In today's information age, data is the lifeblood of any company, large or small; federal, commercial, or industrial. Data is gathered from a variety of different sources in various formats, or conventions. Examples of data sources may be: customer mailing lists, call-center records, sales databases, etc. Each record from these data sources contains different pieces of information (in different formats) about the same entities (customers in the example case). Each record from these sources is either stored separately or integrated together to form a single repository (i.e., a data warehouse or a data mart). Storing this data and/or integrating it into a single source, such as a data warehouse, increases opportunities to use the burgeoning number of data-dependent tools and applications in such areas as data mining, decision support systems, enterprise resource planning (ERP), customer relationship management (CRM), etc.
The old adage “garbage in, garbage out” is directly applicable to this environment. The quality of the analysis performed by these tools suffers dramatically if the data analyzed contains redundant values, incorrect values, or inconsistent values. This “dirty” data may be the result of a number of different factors including, but certainly not limited to the following: spelling errors (phonetic and typographical), missing data, formatting problems (incorrect field), inconsistent field values (both sensible and non-sensible), out of range values, synonyms, and/or abbreviations. Because of these errors, multiple database records may inadvertently be created in a single data source relating to the same entity or records may be created which don't seem to relate to any entity. These problems are aggravated when the data from multiple database systems is merged, as in building data warehouses and/or data marts. Properly combining records from different formats becomes an additional issue here. Before the data can be intelligently and efficiently used, the dirty data needs to be put into “good form” by cleansing it and removing these mistakes.

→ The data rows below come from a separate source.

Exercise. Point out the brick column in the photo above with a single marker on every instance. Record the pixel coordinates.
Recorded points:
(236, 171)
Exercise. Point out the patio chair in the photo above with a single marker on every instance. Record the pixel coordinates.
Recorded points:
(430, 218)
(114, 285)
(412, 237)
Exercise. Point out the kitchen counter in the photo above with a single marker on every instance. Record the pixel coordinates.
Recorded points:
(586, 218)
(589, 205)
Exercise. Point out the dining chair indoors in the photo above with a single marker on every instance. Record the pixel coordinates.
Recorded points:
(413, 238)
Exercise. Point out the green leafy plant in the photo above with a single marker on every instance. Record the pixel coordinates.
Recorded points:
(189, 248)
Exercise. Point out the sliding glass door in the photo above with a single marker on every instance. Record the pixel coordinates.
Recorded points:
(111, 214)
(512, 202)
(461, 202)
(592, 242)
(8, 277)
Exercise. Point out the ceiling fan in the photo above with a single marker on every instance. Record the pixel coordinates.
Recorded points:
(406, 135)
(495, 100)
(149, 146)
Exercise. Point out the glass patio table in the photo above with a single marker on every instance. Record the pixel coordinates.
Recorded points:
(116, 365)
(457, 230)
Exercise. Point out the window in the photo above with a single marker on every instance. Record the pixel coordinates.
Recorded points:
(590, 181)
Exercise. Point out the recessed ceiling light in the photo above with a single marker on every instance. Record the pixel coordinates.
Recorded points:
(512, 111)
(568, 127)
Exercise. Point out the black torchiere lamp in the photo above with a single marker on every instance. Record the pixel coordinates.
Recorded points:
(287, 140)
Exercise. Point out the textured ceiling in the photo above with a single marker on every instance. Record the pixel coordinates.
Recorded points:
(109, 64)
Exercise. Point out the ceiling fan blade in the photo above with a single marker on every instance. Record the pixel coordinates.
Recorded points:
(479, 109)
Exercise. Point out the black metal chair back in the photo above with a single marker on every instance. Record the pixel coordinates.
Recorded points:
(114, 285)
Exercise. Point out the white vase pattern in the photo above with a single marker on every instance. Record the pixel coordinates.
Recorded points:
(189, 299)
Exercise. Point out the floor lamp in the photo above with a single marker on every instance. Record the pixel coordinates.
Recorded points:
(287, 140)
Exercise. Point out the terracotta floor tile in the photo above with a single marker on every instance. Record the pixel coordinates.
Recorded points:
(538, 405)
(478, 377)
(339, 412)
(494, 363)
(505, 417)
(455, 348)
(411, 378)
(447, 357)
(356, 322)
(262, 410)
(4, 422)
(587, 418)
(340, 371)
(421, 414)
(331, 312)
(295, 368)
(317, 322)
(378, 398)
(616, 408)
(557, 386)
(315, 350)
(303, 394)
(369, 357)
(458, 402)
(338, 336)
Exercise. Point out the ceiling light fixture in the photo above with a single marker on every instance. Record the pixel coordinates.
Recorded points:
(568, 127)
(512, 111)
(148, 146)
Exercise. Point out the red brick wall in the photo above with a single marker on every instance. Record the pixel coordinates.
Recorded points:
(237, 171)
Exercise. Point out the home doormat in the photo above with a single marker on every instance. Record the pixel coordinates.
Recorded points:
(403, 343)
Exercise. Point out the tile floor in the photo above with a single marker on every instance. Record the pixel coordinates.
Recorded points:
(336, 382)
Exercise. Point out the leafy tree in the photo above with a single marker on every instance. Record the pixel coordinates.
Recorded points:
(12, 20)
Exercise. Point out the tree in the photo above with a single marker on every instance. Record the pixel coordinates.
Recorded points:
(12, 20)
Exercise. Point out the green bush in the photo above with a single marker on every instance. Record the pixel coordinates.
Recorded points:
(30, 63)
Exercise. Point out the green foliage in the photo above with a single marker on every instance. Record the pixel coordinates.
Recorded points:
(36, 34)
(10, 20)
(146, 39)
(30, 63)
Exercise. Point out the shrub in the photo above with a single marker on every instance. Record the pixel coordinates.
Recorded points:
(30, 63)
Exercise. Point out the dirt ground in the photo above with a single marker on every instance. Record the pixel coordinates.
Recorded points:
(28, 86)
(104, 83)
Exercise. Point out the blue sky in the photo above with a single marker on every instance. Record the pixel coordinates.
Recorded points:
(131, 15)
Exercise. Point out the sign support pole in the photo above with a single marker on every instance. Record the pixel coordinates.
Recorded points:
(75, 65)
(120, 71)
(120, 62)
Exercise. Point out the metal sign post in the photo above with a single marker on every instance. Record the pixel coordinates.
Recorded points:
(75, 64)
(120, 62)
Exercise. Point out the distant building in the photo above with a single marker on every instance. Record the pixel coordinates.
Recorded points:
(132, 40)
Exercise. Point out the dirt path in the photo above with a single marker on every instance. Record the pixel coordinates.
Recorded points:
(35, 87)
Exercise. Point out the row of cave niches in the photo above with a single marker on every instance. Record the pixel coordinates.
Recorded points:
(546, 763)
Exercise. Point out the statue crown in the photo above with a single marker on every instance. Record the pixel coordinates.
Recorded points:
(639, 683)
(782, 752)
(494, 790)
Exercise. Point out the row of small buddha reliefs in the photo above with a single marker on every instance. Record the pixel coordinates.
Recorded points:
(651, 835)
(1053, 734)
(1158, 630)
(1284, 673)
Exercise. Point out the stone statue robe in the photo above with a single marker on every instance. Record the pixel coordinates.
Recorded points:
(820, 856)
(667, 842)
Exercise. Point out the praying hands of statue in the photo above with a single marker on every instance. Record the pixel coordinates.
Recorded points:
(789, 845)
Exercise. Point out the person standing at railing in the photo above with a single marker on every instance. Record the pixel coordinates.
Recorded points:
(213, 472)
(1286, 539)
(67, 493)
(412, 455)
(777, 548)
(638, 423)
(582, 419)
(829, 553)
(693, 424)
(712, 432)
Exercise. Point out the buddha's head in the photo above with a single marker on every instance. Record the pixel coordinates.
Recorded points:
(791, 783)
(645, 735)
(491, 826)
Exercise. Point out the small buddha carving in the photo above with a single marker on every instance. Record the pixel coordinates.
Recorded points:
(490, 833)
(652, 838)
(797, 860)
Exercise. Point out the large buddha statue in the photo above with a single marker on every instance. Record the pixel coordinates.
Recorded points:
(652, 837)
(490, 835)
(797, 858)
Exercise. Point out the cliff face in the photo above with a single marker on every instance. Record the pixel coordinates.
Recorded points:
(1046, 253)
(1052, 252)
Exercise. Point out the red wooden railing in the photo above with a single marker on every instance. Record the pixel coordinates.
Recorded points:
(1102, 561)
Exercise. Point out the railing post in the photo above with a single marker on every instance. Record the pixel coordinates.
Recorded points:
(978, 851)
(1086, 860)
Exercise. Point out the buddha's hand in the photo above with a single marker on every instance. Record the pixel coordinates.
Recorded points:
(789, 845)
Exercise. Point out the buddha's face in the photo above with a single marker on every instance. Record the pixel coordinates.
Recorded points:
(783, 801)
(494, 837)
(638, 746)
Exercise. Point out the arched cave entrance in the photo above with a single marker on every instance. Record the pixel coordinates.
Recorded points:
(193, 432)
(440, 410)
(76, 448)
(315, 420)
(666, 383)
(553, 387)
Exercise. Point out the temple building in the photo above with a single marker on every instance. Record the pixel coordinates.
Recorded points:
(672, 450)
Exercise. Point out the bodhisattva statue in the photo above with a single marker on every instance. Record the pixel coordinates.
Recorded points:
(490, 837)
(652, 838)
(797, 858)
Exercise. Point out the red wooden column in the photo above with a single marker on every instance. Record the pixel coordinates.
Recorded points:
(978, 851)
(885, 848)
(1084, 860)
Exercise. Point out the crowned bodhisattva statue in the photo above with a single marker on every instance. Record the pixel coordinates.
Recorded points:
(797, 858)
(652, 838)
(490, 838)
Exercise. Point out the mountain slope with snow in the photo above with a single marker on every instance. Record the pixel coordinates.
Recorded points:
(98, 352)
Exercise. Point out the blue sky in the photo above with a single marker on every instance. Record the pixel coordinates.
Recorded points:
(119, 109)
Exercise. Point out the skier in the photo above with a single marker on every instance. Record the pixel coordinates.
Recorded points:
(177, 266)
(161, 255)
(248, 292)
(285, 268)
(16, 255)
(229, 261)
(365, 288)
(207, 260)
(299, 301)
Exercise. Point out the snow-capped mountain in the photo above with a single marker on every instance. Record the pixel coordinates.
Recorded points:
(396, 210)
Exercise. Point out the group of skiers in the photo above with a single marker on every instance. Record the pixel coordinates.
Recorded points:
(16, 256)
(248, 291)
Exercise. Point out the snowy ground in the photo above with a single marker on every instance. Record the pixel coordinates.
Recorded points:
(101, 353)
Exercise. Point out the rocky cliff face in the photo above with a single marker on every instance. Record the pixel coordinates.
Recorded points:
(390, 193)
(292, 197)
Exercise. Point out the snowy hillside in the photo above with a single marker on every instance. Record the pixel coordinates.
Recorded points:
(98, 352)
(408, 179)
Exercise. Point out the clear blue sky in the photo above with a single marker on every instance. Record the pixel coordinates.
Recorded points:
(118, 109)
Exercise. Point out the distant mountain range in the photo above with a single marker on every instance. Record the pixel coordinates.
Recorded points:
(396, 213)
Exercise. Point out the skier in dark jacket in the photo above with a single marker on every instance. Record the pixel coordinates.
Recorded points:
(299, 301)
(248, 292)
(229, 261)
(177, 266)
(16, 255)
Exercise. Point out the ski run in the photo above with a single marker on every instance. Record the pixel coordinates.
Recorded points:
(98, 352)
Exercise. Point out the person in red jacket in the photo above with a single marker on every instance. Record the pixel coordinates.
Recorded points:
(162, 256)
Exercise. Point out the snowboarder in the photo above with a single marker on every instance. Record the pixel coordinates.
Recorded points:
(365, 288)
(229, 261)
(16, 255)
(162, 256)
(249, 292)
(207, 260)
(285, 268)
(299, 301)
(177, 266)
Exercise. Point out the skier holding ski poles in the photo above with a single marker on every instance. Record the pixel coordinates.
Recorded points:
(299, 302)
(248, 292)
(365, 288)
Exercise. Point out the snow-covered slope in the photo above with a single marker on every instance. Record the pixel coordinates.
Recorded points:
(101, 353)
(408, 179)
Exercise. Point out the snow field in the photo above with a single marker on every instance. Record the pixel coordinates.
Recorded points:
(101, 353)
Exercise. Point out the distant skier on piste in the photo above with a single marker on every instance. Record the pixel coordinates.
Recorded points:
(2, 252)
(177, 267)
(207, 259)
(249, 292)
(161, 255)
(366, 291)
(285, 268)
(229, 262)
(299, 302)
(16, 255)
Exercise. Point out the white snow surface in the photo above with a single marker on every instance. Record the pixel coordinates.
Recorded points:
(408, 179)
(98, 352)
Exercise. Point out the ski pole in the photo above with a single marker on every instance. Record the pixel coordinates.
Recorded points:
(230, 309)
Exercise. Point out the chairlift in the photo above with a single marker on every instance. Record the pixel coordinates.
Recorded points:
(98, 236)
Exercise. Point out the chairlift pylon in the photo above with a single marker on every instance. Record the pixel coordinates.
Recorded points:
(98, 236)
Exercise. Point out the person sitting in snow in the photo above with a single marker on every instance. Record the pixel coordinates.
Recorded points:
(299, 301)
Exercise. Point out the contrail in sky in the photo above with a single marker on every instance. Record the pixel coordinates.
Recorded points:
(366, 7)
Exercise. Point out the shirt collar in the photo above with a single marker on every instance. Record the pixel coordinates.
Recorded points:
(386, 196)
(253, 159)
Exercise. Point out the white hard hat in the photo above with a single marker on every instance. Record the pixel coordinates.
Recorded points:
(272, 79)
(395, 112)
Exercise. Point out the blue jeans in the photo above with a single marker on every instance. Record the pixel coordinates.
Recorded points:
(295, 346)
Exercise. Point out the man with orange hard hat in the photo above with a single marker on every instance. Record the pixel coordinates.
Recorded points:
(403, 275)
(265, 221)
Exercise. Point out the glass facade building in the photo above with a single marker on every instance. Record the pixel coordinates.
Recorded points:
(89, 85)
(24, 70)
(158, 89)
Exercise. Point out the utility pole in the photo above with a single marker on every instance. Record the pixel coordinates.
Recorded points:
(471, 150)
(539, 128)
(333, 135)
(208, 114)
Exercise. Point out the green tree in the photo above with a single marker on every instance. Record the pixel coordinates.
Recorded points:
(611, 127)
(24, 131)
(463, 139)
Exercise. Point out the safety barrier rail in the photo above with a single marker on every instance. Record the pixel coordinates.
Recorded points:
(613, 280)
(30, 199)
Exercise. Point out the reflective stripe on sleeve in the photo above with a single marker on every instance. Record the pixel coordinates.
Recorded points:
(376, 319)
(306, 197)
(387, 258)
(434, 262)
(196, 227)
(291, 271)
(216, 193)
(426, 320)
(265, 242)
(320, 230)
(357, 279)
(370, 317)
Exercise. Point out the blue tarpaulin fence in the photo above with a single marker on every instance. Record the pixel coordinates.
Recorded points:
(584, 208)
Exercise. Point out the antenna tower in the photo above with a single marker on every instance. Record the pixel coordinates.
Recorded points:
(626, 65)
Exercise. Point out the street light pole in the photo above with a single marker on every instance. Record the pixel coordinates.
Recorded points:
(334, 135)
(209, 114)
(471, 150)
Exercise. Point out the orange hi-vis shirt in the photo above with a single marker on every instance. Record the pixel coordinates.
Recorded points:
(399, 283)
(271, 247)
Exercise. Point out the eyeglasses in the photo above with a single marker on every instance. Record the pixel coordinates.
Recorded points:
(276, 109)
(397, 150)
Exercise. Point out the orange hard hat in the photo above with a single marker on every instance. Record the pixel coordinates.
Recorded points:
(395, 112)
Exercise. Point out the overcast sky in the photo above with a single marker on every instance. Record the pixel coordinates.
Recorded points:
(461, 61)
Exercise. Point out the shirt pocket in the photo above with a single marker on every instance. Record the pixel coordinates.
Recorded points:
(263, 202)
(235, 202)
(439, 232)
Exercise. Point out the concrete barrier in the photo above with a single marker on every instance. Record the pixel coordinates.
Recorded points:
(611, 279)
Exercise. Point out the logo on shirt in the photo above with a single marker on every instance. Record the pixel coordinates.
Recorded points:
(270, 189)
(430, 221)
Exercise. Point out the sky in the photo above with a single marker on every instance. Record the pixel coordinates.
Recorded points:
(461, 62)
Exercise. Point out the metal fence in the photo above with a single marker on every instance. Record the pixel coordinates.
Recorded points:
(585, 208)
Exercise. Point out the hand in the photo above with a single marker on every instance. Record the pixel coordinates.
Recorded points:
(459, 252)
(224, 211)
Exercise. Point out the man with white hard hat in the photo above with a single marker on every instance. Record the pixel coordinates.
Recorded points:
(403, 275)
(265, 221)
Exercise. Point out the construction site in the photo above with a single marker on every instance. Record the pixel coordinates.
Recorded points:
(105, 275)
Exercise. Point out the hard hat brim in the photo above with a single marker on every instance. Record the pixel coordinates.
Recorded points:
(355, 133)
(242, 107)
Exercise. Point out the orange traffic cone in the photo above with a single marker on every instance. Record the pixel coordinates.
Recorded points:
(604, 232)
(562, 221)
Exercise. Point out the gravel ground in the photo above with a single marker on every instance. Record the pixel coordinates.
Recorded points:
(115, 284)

Thus, data cleansing necessarily involves the identifying of similarities between fields in different records. The simplest approach for determining which records have “similar” values for a particular field would be to define only identical values to be “similar”. If two records have the same value for the field, they would be considered to have similar values. Otherwise, they would not. This approach is very prone to “noise,” or errors present in the output data, causing differences between records describing the same object (i.e., causes records to have different values for the field). Examples of errors occurring during data entry are illustrated in FIG. 1.
A simple way for evaluating a data cleansing method is the introduction of errors to a set of cleansed records producing an artificially “dirty” set of records. The “dirty” set of records may then be cleansed by the data cleansing method. The outputs may then be compared to evaluate the efficiency of the data cleansing method.
The error introduction may comprise the random addition, deletion, or alteration of characters in fields in the set of records. Duplicates of entire existing records may also be added to the cleansed records prior to the introduction of errors.
Conventional methods only produce as output types of errors and frequency of occurrence for a wide range of data types (i.e., last names, street addresses, etc.). These methods also may produce as output breakdowns for error rates based on how the information was entered into the system (i.e., information taken over the telephone, optical character recognizer, used entered form, etc.). However, these outputs are not combined in a single model (i.e., there may exist an error model for a particular type of information such as last names, telephone information, etc., but an error model for last names taken over the telephone would not exist).